Rachel, Allie, and Hannah (my younger sister) in 2014
     Luckily, my excess amount of rest meant that I could go to my appointment and college interview, but I was so exhausted afterward that I had to cancel Facetime plans with a long-distance friend, which saddened me. In response to my disappointed and apologetic cancellation text, Allie wrote a super encouraging text letting me know that canceling was okay, that I should not feel guilty about it, and that she wants to hear about my arthritis when we do catch up. And so I found myself simply overwhelmed by gratitude for friends that are involved and compassionate regardless of distance or illness - what a gift it is to know people as wonderful as Allie.

     I would like to propose that the only way to win is to keep living. Not necessarily to overcome every struggle, but to be willing to try every morning. I am not everything, and I am not capable of everything, but I definitely am willing and eager to live in a full and sometimes reckless way that is not hindered by arthritis.
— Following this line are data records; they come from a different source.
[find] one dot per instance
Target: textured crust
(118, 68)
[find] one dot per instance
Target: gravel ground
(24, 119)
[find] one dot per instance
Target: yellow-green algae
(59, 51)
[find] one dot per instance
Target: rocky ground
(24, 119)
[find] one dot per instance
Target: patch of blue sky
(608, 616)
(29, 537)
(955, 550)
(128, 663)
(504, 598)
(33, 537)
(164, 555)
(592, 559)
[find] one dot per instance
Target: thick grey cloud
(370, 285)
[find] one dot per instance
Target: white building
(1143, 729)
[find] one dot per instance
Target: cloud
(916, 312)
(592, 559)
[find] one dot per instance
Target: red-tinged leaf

     Today I used my wheelchair at school for the first time since my sophomore year. I was a bit stressed about it last night, and asked Faith (my best friend, see "Procrastination of Thought") whether it would be better to bring the wheelchair or to walk slowly with help. In her typical pragmatic manner, she responded, "Bring the wheelchair and have someone help you with doors and [with] screaming at people to get out the way." I laughed and approved of her plan, and for once I took her advice, and it really paid off.
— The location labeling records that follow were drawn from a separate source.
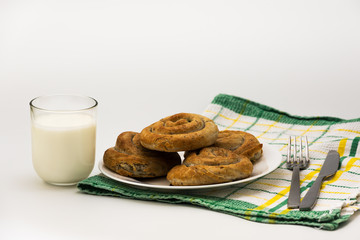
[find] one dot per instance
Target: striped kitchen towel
(265, 200)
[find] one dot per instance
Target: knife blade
(329, 168)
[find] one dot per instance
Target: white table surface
(144, 60)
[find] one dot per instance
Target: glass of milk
(63, 132)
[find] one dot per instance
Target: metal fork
(297, 159)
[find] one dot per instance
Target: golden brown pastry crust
(179, 132)
(240, 142)
(210, 165)
(130, 158)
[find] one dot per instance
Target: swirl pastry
(240, 142)
(130, 158)
(179, 132)
(210, 165)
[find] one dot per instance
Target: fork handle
(294, 195)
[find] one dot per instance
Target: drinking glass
(63, 136)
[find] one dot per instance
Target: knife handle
(294, 194)
(311, 196)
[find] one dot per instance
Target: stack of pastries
(210, 156)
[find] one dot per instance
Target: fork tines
(298, 153)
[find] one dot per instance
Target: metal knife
(329, 168)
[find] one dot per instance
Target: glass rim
(31, 103)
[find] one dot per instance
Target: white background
(144, 60)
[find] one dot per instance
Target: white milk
(63, 147)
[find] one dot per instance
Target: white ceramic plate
(270, 160)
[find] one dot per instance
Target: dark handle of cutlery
(311, 196)
(294, 194)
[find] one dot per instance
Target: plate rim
(138, 184)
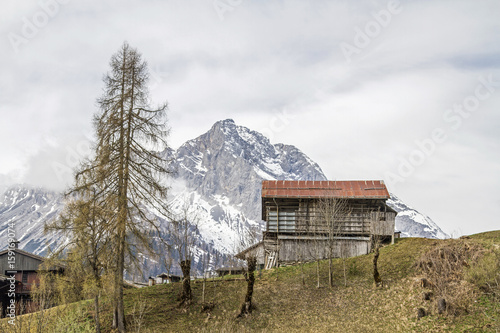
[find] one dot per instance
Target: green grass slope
(285, 304)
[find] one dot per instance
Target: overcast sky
(403, 91)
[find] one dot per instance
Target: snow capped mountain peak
(411, 223)
(219, 175)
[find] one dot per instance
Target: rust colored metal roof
(363, 189)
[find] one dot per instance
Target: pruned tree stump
(442, 305)
(428, 295)
(421, 313)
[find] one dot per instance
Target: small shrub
(353, 268)
(485, 274)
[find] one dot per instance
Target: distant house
(230, 271)
(296, 229)
(23, 267)
(163, 278)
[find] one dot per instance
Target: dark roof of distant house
(351, 189)
(31, 255)
(28, 254)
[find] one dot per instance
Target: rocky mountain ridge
(218, 175)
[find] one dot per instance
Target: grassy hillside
(284, 303)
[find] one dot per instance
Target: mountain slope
(218, 176)
(411, 223)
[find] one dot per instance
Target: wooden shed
(297, 228)
(22, 266)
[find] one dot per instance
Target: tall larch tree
(129, 168)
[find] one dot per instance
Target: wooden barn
(307, 220)
(23, 266)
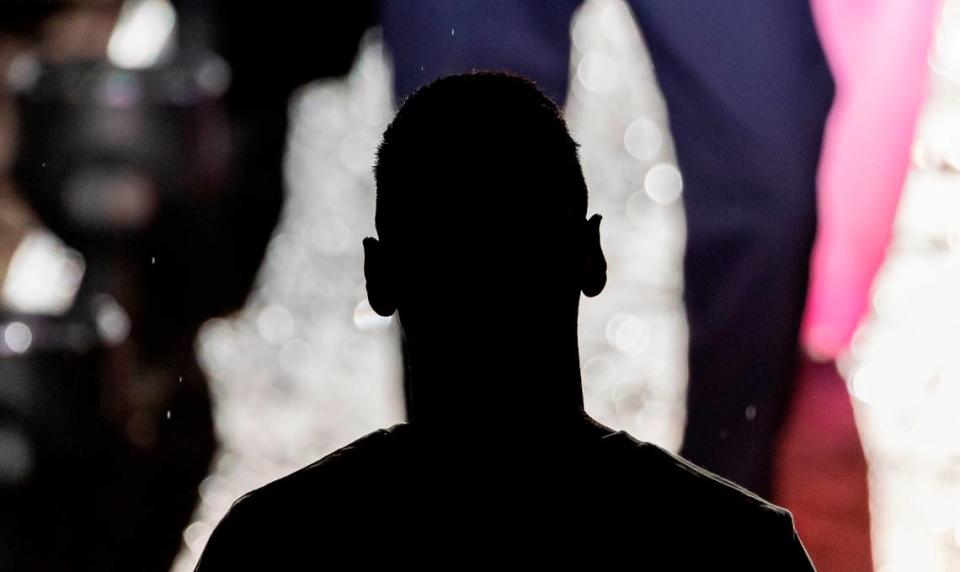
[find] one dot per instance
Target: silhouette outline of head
(484, 247)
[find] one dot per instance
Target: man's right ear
(381, 291)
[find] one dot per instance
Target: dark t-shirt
(590, 495)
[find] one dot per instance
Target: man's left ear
(593, 273)
(381, 291)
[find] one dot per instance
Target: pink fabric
(877, 50)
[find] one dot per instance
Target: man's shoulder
(348, 464)
(273, 519)
(669, 475)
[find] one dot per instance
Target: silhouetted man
(484, 250)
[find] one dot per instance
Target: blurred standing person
(169, 189)
(747, 91)
(877, 51)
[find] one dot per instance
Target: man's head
(481, 205)
(484, 247)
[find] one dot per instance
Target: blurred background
(183, 191)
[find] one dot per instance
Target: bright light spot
(643, 139)
(599, 373)
(296, 356)
(18, 337)
(113, 323)
(616, 23)
(628, 334)
(142, 34)
(331, 236)
(663, 183)
(275, 324)
(598, 72)
(43, 276)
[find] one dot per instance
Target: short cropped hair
(466, 146)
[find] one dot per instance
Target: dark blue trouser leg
(747, 90)
(431, 38)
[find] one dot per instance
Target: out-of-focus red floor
(821, 473)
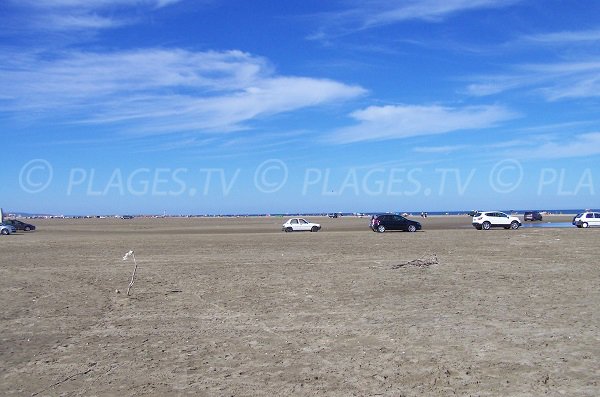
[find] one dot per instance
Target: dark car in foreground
(532, 216)
(20, 225)
(382, 222)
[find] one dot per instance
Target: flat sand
(237, 307)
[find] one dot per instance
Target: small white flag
(127, 255)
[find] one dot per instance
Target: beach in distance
(235, 306)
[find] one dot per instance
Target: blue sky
(223, 106)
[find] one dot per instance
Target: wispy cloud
(565, 37)
(158, 90)
(398, 122)
(553, 81)
(440, 149)
(582, 145)
(78, 15)
(375, 13)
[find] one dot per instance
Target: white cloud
(397, 122)
(582, 145)
(553, 81)
(160, 91)
(77, 15)
(565, 37)
(440, 149)
(374, 13)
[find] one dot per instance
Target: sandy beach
(236, 307)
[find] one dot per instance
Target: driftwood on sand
(423, 261)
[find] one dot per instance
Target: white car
(587, 219)
(300, 225)
(490, 219)
(5, 228)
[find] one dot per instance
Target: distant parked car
(488, 220)
(19, 225)
(587, 219)
(5, 229)
(382, 222)
(532, 216)
(300, 225)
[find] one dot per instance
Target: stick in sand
(127, 255)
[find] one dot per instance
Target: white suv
(299, 225)
(587, 219)
(488, 220)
     Instead of feeling down in the dumps about using my wheelchair, I felt incredibly relieved. I was able to talk to my friends, laugh until my stomach hurt, and participate in class, all because the burden of class changes was not making me feel dead inside. On top of that, everyone was genuinely kind about it. I never had to ask someone to hold a door - someone always did, and it was mostly strangers. When I went in this morning to talk with my independent study adviser, he encouraged me to rest and gently said, "You don't have anything to prove." I am always surprised by the simplicity of his words and the deep meaning behind them, and I was very appreciative of his support. In many ways, I went into school today thinking that I did have something to prove. I felt like I needed to prove that I was a competent person who cared about my schoolwork and did not intend to miss school yesterday. But after being given such a compassionate reminder, I was content with doing the best that I could and trusting that the people around me were on my team in this five-year long fight against my immune system, not skeptical sideliners taking critical notes on my abilities.
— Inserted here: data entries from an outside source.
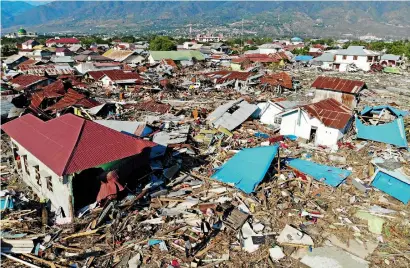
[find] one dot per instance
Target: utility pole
(242, 35)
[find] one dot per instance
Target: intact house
(68, 160)
(14, 60)
(390, 60)
(343, 90)
(355, 57)
(324, 61)
(177, 56)
(271, 111)
(323, 123)
(29, 44)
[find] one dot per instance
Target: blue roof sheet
(247, 168)
(332, 176)
(303, 58)
(390, 133)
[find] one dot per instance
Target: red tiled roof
(72, 40)
(23, 81)
(114, 75)
(57, 86)
(170, 62)
(73, 98)
(69, 144)
(153, 106)
(27, 63)
(338, 84)
(283, 79)
(330, 112)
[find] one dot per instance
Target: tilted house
(66, 159)
(324, 122)
(343, 90)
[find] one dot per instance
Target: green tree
(162, 43)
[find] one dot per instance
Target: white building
(323, 123)
(52, 159)
(357, 55)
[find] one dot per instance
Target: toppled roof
(92, 57)
(13, 58)
(338, 84)
(50, 69)
(118, 55)
(330, 112)
(69, 144)
(392, 132)
(356, 51)
(23, 81)
(169, 62)
(283, 79)
(153, 106)
(223, 76)
(114, 75)
(71, 40)
(27, 63)
(230, 115)
(325, 57)
(247, 168)
(180, 55)
(390, 57)
(73, 98)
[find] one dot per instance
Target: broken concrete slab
(332, 257)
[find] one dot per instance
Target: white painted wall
(296, 123)
(60, 196)
(361, 62)
(269, 113)
(299, 124)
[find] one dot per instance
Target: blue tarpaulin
(332, 176)
(247, 168)
(303, 58)
(391, 133)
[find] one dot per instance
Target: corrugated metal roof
(338, 84)
(153, 106)
(23, 81)
(73, 98)
(283, 79)
(177, 55)
(69, 144)
(118, 55)
(330, 112)
(230, 120)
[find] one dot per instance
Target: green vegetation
(396, 47)
(301, 51)
(162, 43)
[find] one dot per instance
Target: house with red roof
(73, 162)
(343, 90)
(27, 82)
(63, 41)
(322, 123)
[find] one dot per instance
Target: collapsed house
(342, 90)
(67, 159)
(383, 124)
(324, 122)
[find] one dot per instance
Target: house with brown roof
(343, 90)
(74, 162)
(323, 123)
(26, 82)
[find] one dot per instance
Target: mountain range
(310, 18)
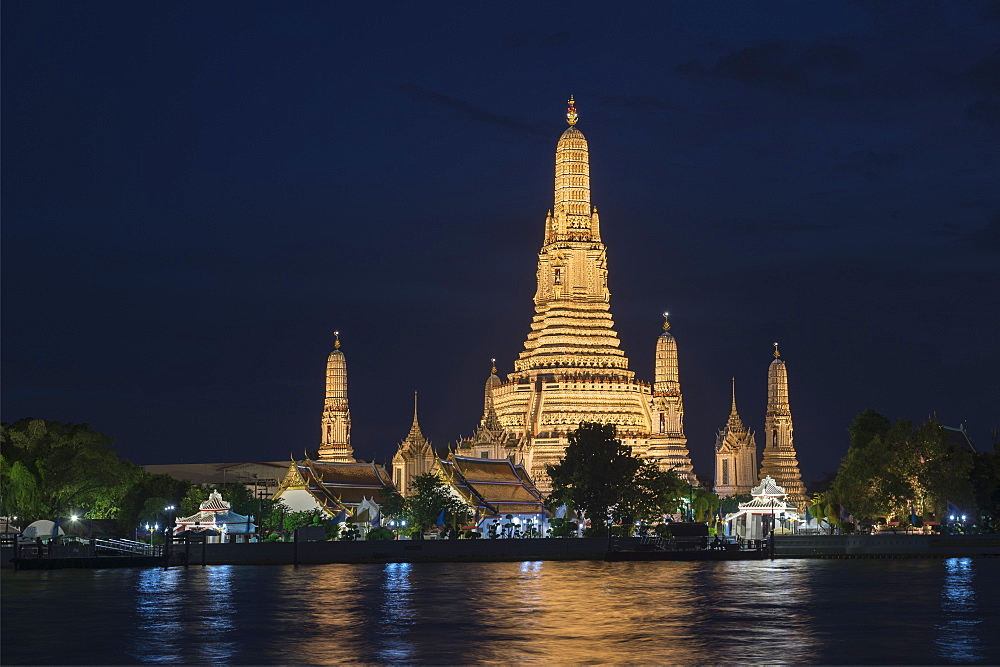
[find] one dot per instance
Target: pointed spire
(571, 115)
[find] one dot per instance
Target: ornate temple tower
(572, 369)
(667, 444)
(779, 460)
(735, 456)
(335, 444)
(415, 456)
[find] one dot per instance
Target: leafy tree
(599, 475)
(595, 473)
(48, 469)
(890, 468)
(431, 495)
(652, 494)
(146, 498)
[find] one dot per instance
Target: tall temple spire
(335, 424)
(571, 115)
(779, 461)
(735, 455)
(572, 368)
(415, 455)
(415, 432)
(667, 443)
(666, 377)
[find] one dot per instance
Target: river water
(782, 611)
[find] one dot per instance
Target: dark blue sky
(195, 198)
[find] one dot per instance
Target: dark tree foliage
(599, 475)
(892, 467)
(50, 469)
(423, 507)
(865, 427)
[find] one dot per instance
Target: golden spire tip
(571, 115)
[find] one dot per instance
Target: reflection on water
(781, 611)
(959, 639)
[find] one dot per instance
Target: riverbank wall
(886, 546)
(459, 551)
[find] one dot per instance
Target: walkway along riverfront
(420, 551)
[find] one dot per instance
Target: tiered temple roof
(215, 514)
(494, 487)
(336, 486)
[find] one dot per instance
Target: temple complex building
(767, 511)
(667, 444)
(335, 445)
(572, 368)
(779, 461)
(735, 456)
(415, 456)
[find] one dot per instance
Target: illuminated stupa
(335, 445)
(572, 368)
(779, 461)
(735, 456)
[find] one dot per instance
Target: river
(783, 611)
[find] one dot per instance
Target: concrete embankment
(424, 551)
(885, 546)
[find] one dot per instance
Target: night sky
(194, 198)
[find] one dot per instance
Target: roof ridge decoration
(215, 503)
(768, 487)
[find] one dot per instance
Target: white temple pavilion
(767, 508)
(216, 514)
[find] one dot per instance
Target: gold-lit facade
(780, 460)
(335, 424)
(572, 368)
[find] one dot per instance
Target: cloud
(525, 37)
(781, 66)
(636, 102)
(985, 238)
(777, 227)
(869, 163)
(472, 112)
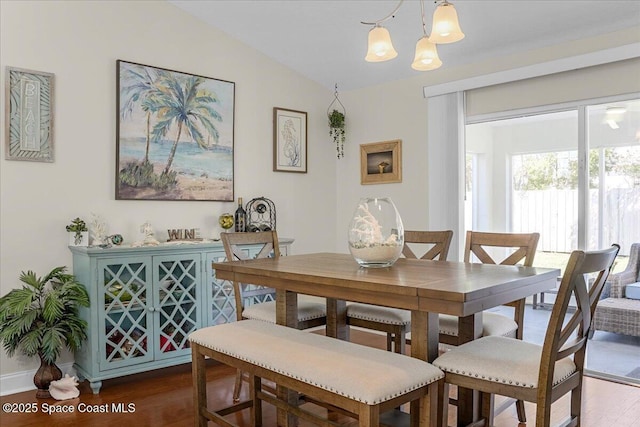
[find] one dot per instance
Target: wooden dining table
(426, 288)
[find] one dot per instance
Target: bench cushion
(361, 373)
(376, 313)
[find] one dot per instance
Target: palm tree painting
(175, 135)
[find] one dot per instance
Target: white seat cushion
(376, 313)
(365, 374)
(501, 360)
(493, 324)
(309, 308)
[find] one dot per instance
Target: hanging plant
(337, 131)
(336, 114)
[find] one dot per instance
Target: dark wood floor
(164, 398)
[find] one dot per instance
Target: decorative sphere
(226, 221)
(117, 239)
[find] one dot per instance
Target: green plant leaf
(52, 342)
(53, 307)
(30, 279)
(18, 301)
(31, 343)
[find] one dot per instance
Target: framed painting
(174, 136)
(289, 140)
(381, 162)
(29, 115)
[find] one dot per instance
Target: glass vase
(376, 233)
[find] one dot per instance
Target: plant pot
(79, 239)
(46, 373)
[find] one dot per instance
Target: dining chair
(259, 302)
(530, 372)
(489, 248)
(397, 322)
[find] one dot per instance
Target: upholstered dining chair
(397, 322)
(481, 246)
(530, 372)
(259, 302)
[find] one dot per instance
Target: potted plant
(80, 233)
(336, 130)
(41, 318)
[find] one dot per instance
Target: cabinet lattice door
(176, 301)
(126, 317)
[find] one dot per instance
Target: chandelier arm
(424, 25)
(389, 16)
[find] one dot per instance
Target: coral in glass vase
(376, 233)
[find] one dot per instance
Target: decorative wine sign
(184, 234)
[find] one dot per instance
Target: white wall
(80, 42)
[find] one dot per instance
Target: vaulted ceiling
(325, 41)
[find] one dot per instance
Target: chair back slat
(524, 245)
(524, 248)
(566, 338)
(441, 240)
(236, 247)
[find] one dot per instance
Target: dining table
(426, 288)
    Furthermore, the two substitute teachers I had today didn't berate me about using the wheelchair for an invisible illness, and I was given understanding looks by my calculus and English teachers instead of shocked displays of pity. My teachers collectively responded to my pain by shifting objects in the classroom instead of shifting their expectations, and they laughed at the corny arthritis jokes I made. So all in all, it was a good day, and I came home not feeling terrible. If I have to use a wheelchair to feel that way then so be it, because it is completely worth it and stigma doesn't scare me nearly as much as it used to.

     And this, my friends, concludes my tale of two days.